Un cas récent à Grenoble en novembre 2025 illustre cette réalité. Un adolescent algérien âgé de quatorze ans a failli être tué lors d’un poste d’observation pour des trafics de drogues. Initiallement placé sous l’aide sociale à l’enfance (ASE), il s’est rapidement retrouvé dans le champ d’action des groupes criminels, sans aucune issue.
« Le phénomène commence à Marseille », explique Olivier Peyroux, spécialiste des migrations et de la traite humaine. « Les juges traitent en augmentation les cas de mineurs non accompagnés étrangers (MNA) qui s’exposent à des comportements extrêmes pour survivre. »

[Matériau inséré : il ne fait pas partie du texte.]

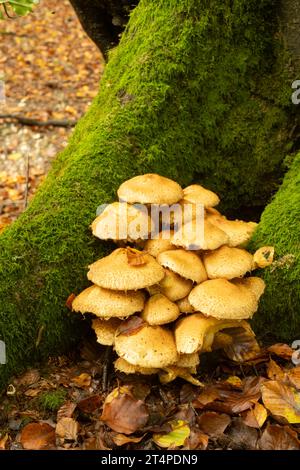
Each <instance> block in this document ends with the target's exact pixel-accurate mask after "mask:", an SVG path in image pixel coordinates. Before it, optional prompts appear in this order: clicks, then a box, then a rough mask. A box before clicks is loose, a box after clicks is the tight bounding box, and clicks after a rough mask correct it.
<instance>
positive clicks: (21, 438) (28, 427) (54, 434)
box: [20, 423, 55, 450]
mask: <svg viewBox="0 0 300 470" xmlns="http://www.w3.org/2000/svg"><path fill="white" fill-rule="evenodd" d="M20 442H21V444H22V446H23V448H24V449H27V450H44V449H50V448H53V447H54V446H55V429H54V428H53V427H52V426H50V424H48V423H30V424H27V426H25V427H24V428H23V429H22V432H21V436H20Z"/></svg>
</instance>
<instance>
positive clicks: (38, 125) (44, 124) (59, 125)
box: [0, 114, 77, 127]
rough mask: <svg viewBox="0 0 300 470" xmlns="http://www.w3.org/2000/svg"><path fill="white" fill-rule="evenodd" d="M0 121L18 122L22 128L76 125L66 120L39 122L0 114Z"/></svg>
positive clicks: (18, 116)
mask: <svg viewBox="0 0 300 470" xmlns="http://www.w3.org/2000/svg"><path fill="white" fill-rule="evenodd" d="M0 119H12V120H14V121H18V122H19V123H20V124H23V125H24V126H39V127H43V126H45V127H47V126H54V127H73V126H75V125H76V123H77V121H68V120H66V119H61V120H60V119H49V120H48V121H39V120H38V119H32V118H28V117H25V116H20V115H19V114H0Z"/></svg>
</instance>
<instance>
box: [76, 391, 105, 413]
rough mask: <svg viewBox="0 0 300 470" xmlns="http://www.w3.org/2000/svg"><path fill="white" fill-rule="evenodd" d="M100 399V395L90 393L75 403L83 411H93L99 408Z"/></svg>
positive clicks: (92, 412)
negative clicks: (84, 397) (93, 394)
mask: <svg viewBox="0 0 300 470" xmlns="http://www.w3.org/2000/svg"><path fill="white" fill-rule="evenodd" d="M101 403H102V399H101V396H100V395H91V396H90V397H87V398H84V399H83V400H81V401H80V402H79V403H78V404H77V408H79V409H80V411H82V412H83V413H93V412H94V411H96V410H97V409H99V408H100V406H101Z"/></svg>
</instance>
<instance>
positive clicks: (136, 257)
mask: <svg viewBox="0 0 300 470" xmlns="http://www.w3.org/2000/svg"><path fill="white" fill-rule="evenodd" d="M126 254H127V263H128V264H129V265H130V266H143V265H145V264H146V263H147V259H146V256H145V253H142V252H141V251H139V250H136V249H135V248H127V250H126Z"/></svg>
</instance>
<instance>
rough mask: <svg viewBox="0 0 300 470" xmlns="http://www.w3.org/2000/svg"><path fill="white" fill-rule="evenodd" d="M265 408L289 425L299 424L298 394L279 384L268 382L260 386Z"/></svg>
mask: <svg viewBox="0 0 300 470" xmlns="http://www.w3.org/2000/svg"><path fill="white" fill-rule="evenodd" d="M262 399H263V402H264V405H265V407H266V408H267V409H268V410H269V411H270V412H271V413H272V414H273V415H274V416H280V417H282V418H285V419H286V420H287V421H288V422H289V423H291V424H297V423H298V424H299V423H300V393H299V392H297V390H295V389H294V388H293V387H289V386H288V385H285V384H283V383H281V382H277V381H275V380H274V381H269V382H266V383H265V384H263V386H262Z"/></svg>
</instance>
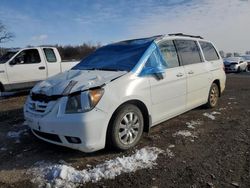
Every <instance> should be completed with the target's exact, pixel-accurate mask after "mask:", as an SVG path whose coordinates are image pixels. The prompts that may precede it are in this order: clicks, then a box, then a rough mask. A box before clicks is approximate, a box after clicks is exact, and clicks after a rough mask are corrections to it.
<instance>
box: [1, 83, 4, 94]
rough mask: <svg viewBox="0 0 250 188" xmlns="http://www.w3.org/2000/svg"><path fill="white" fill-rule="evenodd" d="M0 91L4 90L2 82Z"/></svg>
mask: <svg viewBox="0 0 250 188" xmlns="http://www.w3.org/2000/svg"><path fill="white" fill-rule="evenodd" d="M0 91H2V92H3V91H4V86H3V84H2V82H0Z"/></svg>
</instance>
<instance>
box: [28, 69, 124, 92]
mask: <svg viewBox="0 0 250 188" xmlns="http://www.w3.org/2000/svg"><path fill="white" fill-rule="evenodd" d="M126 73H127V72H126V71H99V70H69V71H66V72H63V73H60V74H57V75H55V76H52V77H50V78H49V79H47V80H45V81H42V82H40V83H38V84H37V85H36V86H35V87H34V88H33V89H32V92H33V93H38V94H45V95H47V96H52V95H68V94H70V93H74V92H77V91H81V90H86V89H89V88H93V87H98V86H101V85H103V84H107V83H108V82H110V81H111V80H113V79H115V78H117V77H120V76H122V75H124V74H126Z"/></svg>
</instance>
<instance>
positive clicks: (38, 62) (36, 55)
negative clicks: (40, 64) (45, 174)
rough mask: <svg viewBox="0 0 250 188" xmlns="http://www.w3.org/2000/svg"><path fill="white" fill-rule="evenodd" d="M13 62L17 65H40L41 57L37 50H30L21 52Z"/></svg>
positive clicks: (19, 53) (31, 49) (38, 52)
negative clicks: (28, 64) (34, 64)
mask: <svg viewBox="0 0 250 188" xmlns="http://www.w3.org/2000/svg"><path fill="white" fill-rule="evenodd" d="M12 61H14V63H15V64H16V65H19V64H33V63H40V62H41V59H40V55H39V52H38V50H37V49H28V50H23V51H21V52H20V53H19V54H18V55H17V56H16V57H15V58H14V59H13V60H12Z"/></svg>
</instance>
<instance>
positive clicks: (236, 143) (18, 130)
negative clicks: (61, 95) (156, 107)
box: [0, 73, 250, 188]
mask: <svg viewBox="0 0 250 188" xmlns="http://www.w3.org/2000/svg"><path fill="white" fill-rule="evenodd" d="M249 97H250V74H247V73H242V74H229V75H227V85H226V91H225V92H224V94H223V96H222V97H221V99H220V102H219V106H218V107H217V108H215V109H212V110H208V109H205V108H202V107H200V108H197V109H194V110H192V111H190V112H188V113H185V114H183V115H180V116H178V117H176V118H173V119H171V120H169V121H166V122H164V123H162V124H161V125H158V126H156V127H155V128H153V129H151V133H150V134H148V135H147V134H145V135H144V137H143V139H141V141H140V143H139V145H138V146H137V147H136V148H134V149H133V150H131V151H127V152H123V153H117V152H112V151H108V150H102V151H99V152H96V153H92V154H84V153H81V152H78V151H74V150H71V149H67V148H64V147H59V146H55V145H52V144H49V143H46V142H43V141H40V140H38V139H36V138H35V137H34V136H33V135H32V134H31V133H30V132H29V131H27V127H26V125H23V122H24V119H23V115H22V105H23V103H24V101H25V98H26V96H25V95H24V96H20V97H12V98H8V99H2V100H1V101H0V121H1V122H0V187H37V185H36V184H35V183H32V182H31V181H30V180H31V179H32V176H31V175H30V174H27V173H26V171H27V170H28V169H29V168H31V167H32V166H33V165H34V164H35V163H36V162H37V161H49V162H52V163H58V162H60V161H62V160H63V161H65V162H67V163H68V164H71V165H72V166H73V167H75V168H76V169H84V168H86V165H87V164H88V165H92V166H95V165H97V164H99V163H102V162H103V161H104V160H107V159H113V158H116V157H117V156H123V155H125V156H129V155H131V154H132V153H133V152H134V151H135V150H136V149H140V148H143V147H145V146H155V147H158V148H161V149H162V150H164V151H168V149H169V145H172V147H171V151H172V152H173V154H174V156H173V157H169V155H164V154H160V155H159V156H158V159H157V160H156V163H157V164H158V165H155V166H154V167H153V168H152V169H142V170H138V171H136V172H133V173H122V174H121V175H119V176H117V177H116V178H115V179H113V180H101V181H98V182H97V183H87V184H85V185H84V186H86V187H193V188H195V187H250V100H249ZM212 112H213V116H214V117H215V119H214V120H212V119H210V118H209V117H207V116H204V113H209V114H210V115H211V113H212ZM209 114H207V115H209ZM192 121H194V122H199V123H198V124H196V125H194V126H193V127H192V126H189V127H187V124H186V123H187V122H189V123H190V122H191V123H192ZM20 130H21V133H22V134H21V136H20V138H18V136H16V135H13V134H14V133H13V132H11V131H19V132H20ZM182 130H186V131H189V132H190V133H192V135H193V136H186V137H184V136H181V135H178V134H175V133H178V131H182ZM174 135H176V136H174Z"/></svg>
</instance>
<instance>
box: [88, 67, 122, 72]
mask: <svg viewBox="0 0 250 188" xmlns="http://www.w3.org/2000/svg"><path fill="white" fill-rule="evenodd" d="M86 70H100V71H124V70H120V69H112V68H90V69H86Z"/></svg>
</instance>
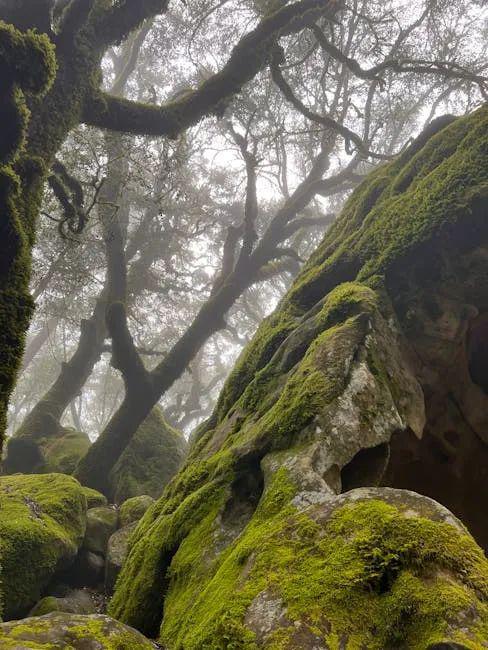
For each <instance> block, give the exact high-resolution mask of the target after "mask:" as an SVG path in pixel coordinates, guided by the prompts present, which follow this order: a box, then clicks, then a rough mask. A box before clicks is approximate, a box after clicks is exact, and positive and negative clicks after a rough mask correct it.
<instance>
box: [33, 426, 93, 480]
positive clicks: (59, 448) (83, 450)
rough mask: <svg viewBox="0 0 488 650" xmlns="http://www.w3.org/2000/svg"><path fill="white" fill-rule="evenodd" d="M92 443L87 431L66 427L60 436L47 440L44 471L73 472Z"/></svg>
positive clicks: (62, 472) (49, 471) (60, 472)
mask: <svg viewBox="0 0 488 650" xmlns="http://www.w3.org/2000/svg"><path fill="white" fill-rule="evenodd" d="M90 445H91V442H90V438H89V437H88V436H87V434H86V433H84V432H82V431H76V430H75V429H69V428H66V427H64V428H63V429H62V434H61V435H60V436H59V437H58V438H55V439H53V440H50V441H49V440H47V441H46V444H45V445H44V449H43V455H44V459H45V467H44V471H46V472H48V473H49V472H60V473H61V474H72V473H73V472H74V470H75V469H76V466H77V465H78V462H79V461H80V459H81V458H83V456H84V455H85V454H86V452H87V451H88V449H89V448H90Z"/></svg>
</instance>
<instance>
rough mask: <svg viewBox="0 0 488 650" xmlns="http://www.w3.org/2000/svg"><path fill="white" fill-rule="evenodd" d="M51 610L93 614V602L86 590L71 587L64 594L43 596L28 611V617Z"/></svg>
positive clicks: (93, 611) (55, 611) (42, 615)
mask: <svg viewBox="0 0 488 650" xmlns="http://www.w3.org/2000/svg"><path fill="white" fill-rule="evenodd" d="M53 612H66V613H68V614H95V613H96V611H95V604H94V602H93V600H92V599H91V598H90V595H89V593H88V592H87V591H85V590H83V589H73V590H71V591H69V592H68V593H67V594H66V595H65V596H62V597H59V596H45V597H44V598H42V599H41V600H40V601H39V602H38V603H37V605H35V607H33V608H32V610H31V611H30V612H29V617H32V616H45V615H46V614H52V613H53Z"/></svg>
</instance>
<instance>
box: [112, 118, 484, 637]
mask: <svg viewBox="0 0 488 650" xmlns="http://www.w3.org/2000/svg"><path fill="white" fill-rule="evenodd" d="M487 134H488V108H487V107H484V108H482V109H481V110H479V111H477V112H476V113H474V114H473V115H471V116H468V117H467V118H463V119H462V120H457V121H455V122H453V123H452V124H450V125H448V126H446V127H445V128H443V129H442V130H440V131H439V132H438V133H437V134H436V135H434V136H432V137H431V138H430V139H429V137H430V136H429V137H427V136H426V135H425V134H424V135H423V136H422V137H421V138H420V139H419V141H417V142H416V143H414V145H413V146H412V147H411V148H410V149H409V150H408V151H407V152H405V153H404V154H402V156H401V157H400V158H399V159H397V160H396V161H394V162H392V163H390V164H387V165H383V166H381V167H379V168H378V169H376V170H375V171H374V173H373V174H372V175H371V176H370V177H369V178H368V179H367V180H366V182H365V183H364V184H363V185H362V186H361V187H360V188H359V189H358V190H357V191H356V192H355V193H354V194H353V196H352V197H351V199H350V201H349V202H348V203H347V205H346V208H345V210H344V212H343V214H342V216H341V217H340V219H339V220H338V221H337V222H336V224H334V226H333V227H332V228H331V230H330V231H329V232H328V234H327V236H326V237H325V239H324V241H323V243H322V244H321V246H319V248H318V250H317V251H316V253H315V254H314V255H313V256H312V258H311V260H310V262H309V263H308V264H307V265H306V267H305V268H304V270H303V273H302V274H301V275H300V277H299V278H298V279H297V281H296V283H295V284H294V285H293V287H292V289H291V290H290V292H289V293H288V294H287V295H286V296H285V297H284V299H283V300H282V301H281V304H280V305H279V307H278V310H277V311H276V312H275V314H273V315H272V316H270V317H269V318H268V319H267V320H266V321H265V323H264V324H263V325H262V326H261V327H260V328H259V330H258V332H257V334H256V336H255V338H254V340H253V342H252V343H251V345H250V346H248V348H247V349H246V350H245V351H244V352H243V354H242V355H241V357H240V359H239V361H238V363H237V366H236V369H235V370H234V372H233V373H232V375H231V377H230V378H229V380H228V382H227V384H226V386H225V388H224V391H223V393H222V395H221V398H220V400H219V403H218V406H217V408H216V411H215V413H214V415H213V417H212V418H211V420H210V424H209V425H207V426H206V427H205V428H203V429H202V430H201V432H200V434H199V437H198V439H197V441H196V443H195V444H194V446H193V448H192V450H191V453H190V456H189V458H188V461H187V463H186V465H185V466H184V467H183V469H182V470H181V471H180V473H179V474H178V475H177V476H176V477H175V478H174V479H173V480H172V482H171V483H170V484H169V485H168V486H167V488H166V490H165V493H164V495H163V498H162V499H161V500H160V501H159V502H158V503H157V504H155V505H154V506H153V507H152V508H151V509H150V511H149V512H148V513H146V515H145V516H144V518H143V519H142V521H141V523H140V525H139V526H138V528H137V529H136V531H135V533H134V536H133V538H132V540H131V551H130V553H129V556H128V558H127V561H126V564H125V566H124V568H123V570H122V573H121V575H120V577H119V581H118V583H117V588H116V592H115V595H114V599H113V601H112V603H111V606H110V607H111V610H110V611H111V612H112V613H113V614H114V615H115V616H117V617H120V618H121V619H122V620H124V621H126V622H128V623H130V624H132V625H135V626H136V627H140V628H141V629H143V630H145V631H146V632H147V633H149V634H156V633H157V628H158V626H159V623H160V622H161V621H162V627H161V637H162V640H163V642H164V643H165V644H166V645H167V646H168V648H170V649H171V650H178V649H183V648H184V649H185V650H190V649H191V648H199V649H200V648H202V649H203V648H209V649H210V648H211V649H212V650H218V649H219V648H222V649H224V648H257V647H261V646H262V640H259V639H258V638H257V637H256V636H255V633H254V632H253V627H252V625H251V624H250V622H249V616H250V613H249V612H250V611H251V613H252V608H253V603H254V602H255V599H258V598H259V597H261V596H262V594H269V597H270V599H271V600H274V601H275V602H278V603H281V605H282V607H283V611H284V612H285V614H286V617H287V618H289V621H290V623H291V625H286V623H283V624H280V625H279V626H278V627H279V629H278V630H276V632H275V634H274V636H271V637H269V638H268V639H267V640H266V644H265V645H266V647H269V648H271V649H273V648H275V649H278V648H287V649H290V648H294V647H301V646H300V645H299V644H298V643H297V642H296V640H295V639H294V636H293V635H294V634H296V633H298V632H297V630H298V629H300V630H301V631H303V633H307V634H310V635H312V636H313V637H314V638H315V639H316V643H317V645H325V646H326V647H331V648H339V647H344V644H345V643H346V641H345V640H344V639H347V643H348V645H347V647H348V648H349V647H350V648H351V649H352V648H358V650H359V648H363V647H367V648H372V649H373V650H374V648H378V649H380V648H381V649H385V650H386V649H387V648H400V647H405V648H407V647H408V648H409V649H410V648H412V649H413V650H415V649H418V650H420V649H423V648H425V647H428V645H429V644H430V643H434V642H438V641H441V640H443V639H449V640H456V641H458V642H459V643H464V644H465V645H466V646H467V647H468V648H479V647H480V644H479V639H481V638H483V633H485V634H486V629H484V628H483V626H485V628H486V625H487V620H488V618H487V617H488V612H487V605H486V597H487V592H486V580H487V575H488V574H487V566H486V561H485V560H484V559H483V556H482V553H481V551H480V549H479V548H478V547H477V546H476V544H475V543H474V541H473V540H472V539H471V538H470V537H469V536H468V535H467V534H464V533H463V532H462V531H460V530H459V529H457V528H456V527H454V526H450V525H448V524H446V523H443V522H442V521H437V520H434V521H433V520H431V519H430V514H429V513H422V512H421V513H417V514H412V513H411V512H405V510H406V509H405V508H403V507H402V506H401V505H399V504H398V503H397V504H393V505H392V504H391V503H386V502H382V501H380V500H376V501H371V500H369V501H368V500H362V501H360V502H358V503H355V504H354V503H352V504H350V505H347V506H344V507H342V508H341V509H340V510H338V511H337V512H335V513H334V515H333V516H331V513H330V510H332V508H333V505H332V502H331V504H330V505H329V506H323V508H324V510H321V507H320V506H318V507H312V508H310V509H309V510H307V511H306V513H305V512H304V513H301V514H300V513H298V512H296V511H295V509H294V508H293V507H292V502H293V498H294V496H295V493H296V492H297V489H298V488H297V487H296V486H295V485H294V484H293V481H292V478H291V477H292V469H293V476H295V477H298V476H299V475H300V470H301V469H302V465H301V463H302V461H303V463H304V465H303V480H304V483H305V484H307V485H308V483H307V480H308V478H307V472H309V470H310V467H311V466H313V465H314V463H315V460H317V464H318V467H319V468H320V467H321V463H320V453H321V452H323V453H324V454H325V453H326V452H327V445H328V444H329V443H330V444H332V437H333V435H336V434H335V433H334V432H332V429H331V430H330V431H327V426H325V427H322V429H324V430H322V429H321V428H320V426H318V425H319V424H321V423H326V424H327V423H329V424H330V426H331V427H333V426H335V423H334V422H328V420H327V418H328V414H329V413H332V414H334V413H336V412H337V410H338V409H340V407H341V404H342V402H341V399H342V397H343V395H344V391H345V389H346V388H347V387H348V386H349V385H350V383H351V375H350V373H351V368H356V369H357V368H358V367H359V365H361V364H363V365H367V369H368V372H369V374H368V378H367V379H368V382H370V383H371V391H372V392H373V393H375V394H376V393H379V395H376V397H375V400H376V401H375V402H374V404H375V406H374V408H372V407H371V404H370V403H368V402H367V400H368V397H367V396H366V397H365V398H364V400H363V402H364V403H363V402H361V399H362V397H361V395H359V396H357V395H353V396H352V397H351V399H356V400H357V403H356V402H354V404H353V406H354V407H357V412H355V413H354V416H356V415H357V417H358V421H359V427H360V429H361V431H363V429H364V431H365V435H366V434H368V433H369V432H371V431H372V430H373V429H374V425H375V422H376V418H377V417H378V413H379V414H380V415H381V414H382V413H386V410H387V409H388V412H392V411H395V408H396V409H397V410H398V415H399V417H403V411H402V408H403V406H401V404H402V403H403V402H404V401H405V399H406V398H407V397H410V396H411V394H412V393H411V392H409V391H410V390H411V391H413V392H414V388H411V387H410V384H409V381H410V379H409V377H410V375H409V377H404V376H403V375H402V369H401V368H399V369H398V371H397V370H396V368H395V366H394V364H393V362H392V364H393V365H392V366H391V367H390V366H389V365H388V359H386V356H387V354H388V350H387V349H386V344H385V345H384V347H382V346H381V345H380V344H379V343H378V341H377V340H376V339H379V338H381V337H382V335H383V334H384V335H385V336H386V339H387V340H388V337H391V340H392V341H393V340H394V339H395V337H396V334H395V328H396V327H397V326H398V323H397V321H395V319H393V321H394V322H393V321H392V320H391V318H392V317H394V316H395V312H394V309H392V306H393V303H394V301H395V300H396V299H397V298H398V293H399V291H400V289H399V287H401V281H403V280H404V279H405V278H409V275H408V274H409V273H410V268H411V263H412V261H413V262H415V261H416V258H417V257H419V258H420V257H422V258H423V259H428V255H427V254H426V251H430V253H429V254H432V255H436V254H438V252H439V250H443V251H444V250H445V251H447V253H449V251H450V250H451V247H452V248H453V250H454V251H456V250H458V247H459V235H460V233H462V234H463V238H462V239H463V242H464V244H463V245H466V246H468V247H469V246H471V247H473V248H474V247H475V246H477V245H478V244H479V241H480V239H479V238H480V237H484V236H485V234H486V233H487V230H486V219H485V220H484V221H483V214H482V213H483V210H480V206H481V204H482V202H486V198H487V196H488V195H487V182H488V173H487V170H488V165H487V162H488V146H487V144H488V143H487ZM484 205H486V203H485V204H484ZM473 234H474V236H473ZM469 237H472V241H471V240H469V241H468V239H469ZM436 251H437V252H436ZM412 266H413V267H414V268H415V264H413V265H412ZM395 340H396V339H395ZM397 352H398V359H396V360H395V361H394V362H395V363H397V362H398V363H399V364H401V362H402V357H401V354H400V351H397ZM395 373H397V374H398V377H397V376H396V375H395ZM407 374H408V373H407ZM392 375H395V376H392ZM395 382H398V386H397V385H396V383H395ZM411 382H412V383H413V382H414V380H413V379H412V380H411ZM375 389H377V390H375ZM397 393H398V394H397ZM349 396H350V395H349ZM382 400H383V401H382ZM402 400H403V402H402ZM342 406H344V405H343V404H342ZM345 406H347V404H345ZM407 419H408V418H407ZM392 426H393V425H392ZM317 428H318V429H319V432H318V433H317ZM329 434H330V435H329ZM341 442H342V443H343V444H344V445H345V446H346V445H347V444H348V443H349V441H348V440H342V441H339V442H338V444H339V443H341ZM313 443H317V456H318V458H317V459H316V458H315V456H314V451H313V449H309V447H310V448H311V447H313ZM368 444H369V442H368ZM302 446H306V447H307V449H308V452H309V455H308V456H307V455H306V454H304V455H303V456H302V455H301V452H300V449H302ZM307 463H308V464H307ZM309 466H310V467H309ZM263 467H264V468H265V470H263V472H264V483H265V486H264V493H263V495H262V496H261V497H260V495H259V493H258V494H248V493H247V492H249V491H251V492H252V485H251V486H247V485H245V486H244V487H243V486H242V485H241V484H239V481H240V480H241V479H242V477H243V475H245V474H246V472H248V470H249V472H248V474H247V475H252V473H253V472H254V473H255V474H256V476H257V478H256V481H255V482H256V484H258V483H259V472H260V468H263ZM287 468H289V469H287ZM313 469H314V470H315V467H313ZM338 470H340V468H338ZM310 471H311V470H310ZM317 471H318V470H317ZM288 472H290V474H288ZM297 480H298V478H297ZM313 480H315V481H316V483H317V482H318V483H320V476H319V475H317V476H315V475H314V477H313ZM313 485H314V486H315V483H314V484H313ZM236 486H237V487H236ZM248 488H249V489H248ZM302 489H303V488H302ZM307 489H309V488H307ZM310 489H313V490H315V489H317V488H316V487H312V488H310ZM258 492H259V490H258ZM314 494H317V493H314ZM319 496H320V495H319ZM321 496H322V497H324V498H325V494H324V495H321ZM239 498H240V499H241V500H242V503H239V502H238V503H237V504H236V508H237V512H238V516H237V517H236V518H235V520H232V516H231V514H229V512H232V511H231V510H229V504H230V505H232V504H233V503H234V501H236V500H237V501H238V500H239ZM300 498H301V497H300ZM317 498H319V497H317ZM258 501H259V504H258V506H257V509H255V508H256V502H258ZM307 502H308V501H307V500H306V499H304V503H307ZM327 508H329V510H328V509H327ZM246 517H247V519H246ZM262 606H263V607H265V606H266V603H264V604H262ZM141 612H148V617H147V618H146V615H145V614H144V615H142V614H141ZM470 612H471V613H473V616H472V618H470V619H469V623H468V624H466V625H463V617H464V616H468V617H469V616H470ZM163 614H164V616H163ZM258 614H259V612H258ZM261 614H262V612H261ZM295 621H296V622H297V625H295V624H294V623H295ZM451 623H452V626H451V627H450V625H451Z"/></svg>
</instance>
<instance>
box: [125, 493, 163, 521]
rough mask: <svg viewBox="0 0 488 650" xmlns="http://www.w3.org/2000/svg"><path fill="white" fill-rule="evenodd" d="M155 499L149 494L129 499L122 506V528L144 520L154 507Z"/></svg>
mask: <svg viewBox="0 0 488 650" xmlns="http://www.w3.org/2000/svg"><path fill="white" fill-rule="evenodd" d="M154 502H155V501H154V499H153V498H152V497H150V496H149V495H147V494H141V496H139V497H132V499H127V501H124V503H123V504H122V505H121V506H120V510H119V522H120V525H121V526H128V525H129V524H133V523H134V522H135V521H139V519H142V517H143V516H144V514H145V512H146V511H147V510H148V509H149V508H150V507H151V506H152V505H153V503H154Z"/></svg>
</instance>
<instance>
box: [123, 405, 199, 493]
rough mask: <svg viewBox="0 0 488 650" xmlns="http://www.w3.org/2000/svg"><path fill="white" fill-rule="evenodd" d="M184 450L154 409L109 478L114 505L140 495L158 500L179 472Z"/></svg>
mask: <svg viewBox="0 0 488 650" xmlns="http://www.w3.org/2000/svg"><path fill="white" fill-rule="evenodd" d="M187 449H188V444H187V442H186V440H185V437H184V436H183V433H181V431H177V430H176V429H174V428H173V427H170V426H169V424H168V423H167V422H166V421H165V420H164V418H163V415H162V412H161V409H160V408H159V407H156V408H154V409H153V410H152V412H151V413H150V415H149V416H148V417H147V418H146V420H145V421H144V422H143V423H142V424H141V426H140V427H139V429H138V430H137V433H136V434H135V436H134V437H133V438H132V440H131V442H130V443H129V445H128V446H127V448H126V449H125V451H124V453H123V454H122V455H121V457H120V458H119V460H118V461H117V463H116V465H115V466H114V468H113V470H112V472H111V474H110V484H111V493H112V497H113V500H114V502H115V503H122V502H123V501H126V500H127V499H130V498H131V497H135V496H139V495H143V494H148V495H150V496H152V497H153V498H157V497H159V496H160V495H161V492H162V491H163V488H164V487H165V485H166V484H167V483H168V482H169V481H170V480H171V479H172V478H173V476H174V475H175V474H176V472H177V471H178V469H179V468H180V466H181V464H182V462H183V460H184V458H185V456H186V453H187Z"/></svg>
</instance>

Cette situation s’aggrave encore dans les zones où des communautés migratoires sont présentes. À Toulouse, par exemple, des jeunes venus de Mostaganem (région d’Oran) arrivent en France en espérant rejoindre une famille, mais ne peuvent qu’être confrontés à l’absence de logement et de soutien. Confrontés à la rue, ils s’approchent des membres de leur diaspora avant d’être dirigés vers des squats. Les médicaments addictifs, tels que le Lyrica ou le Rivotril, deviennent alors leur seul espoir de survie… et leur pire danger.
Un cercle vicieux s’est créé : chaque tentative d’échapper à la misère conduit à une dépendance plus profonde, avec des conséquences irréversibles pour ces jeunes. Leur avenir, autrefois promis par l’intégration sociale, disparaît lentement sous le poids de réseaux illégaux et d’un manque de protection.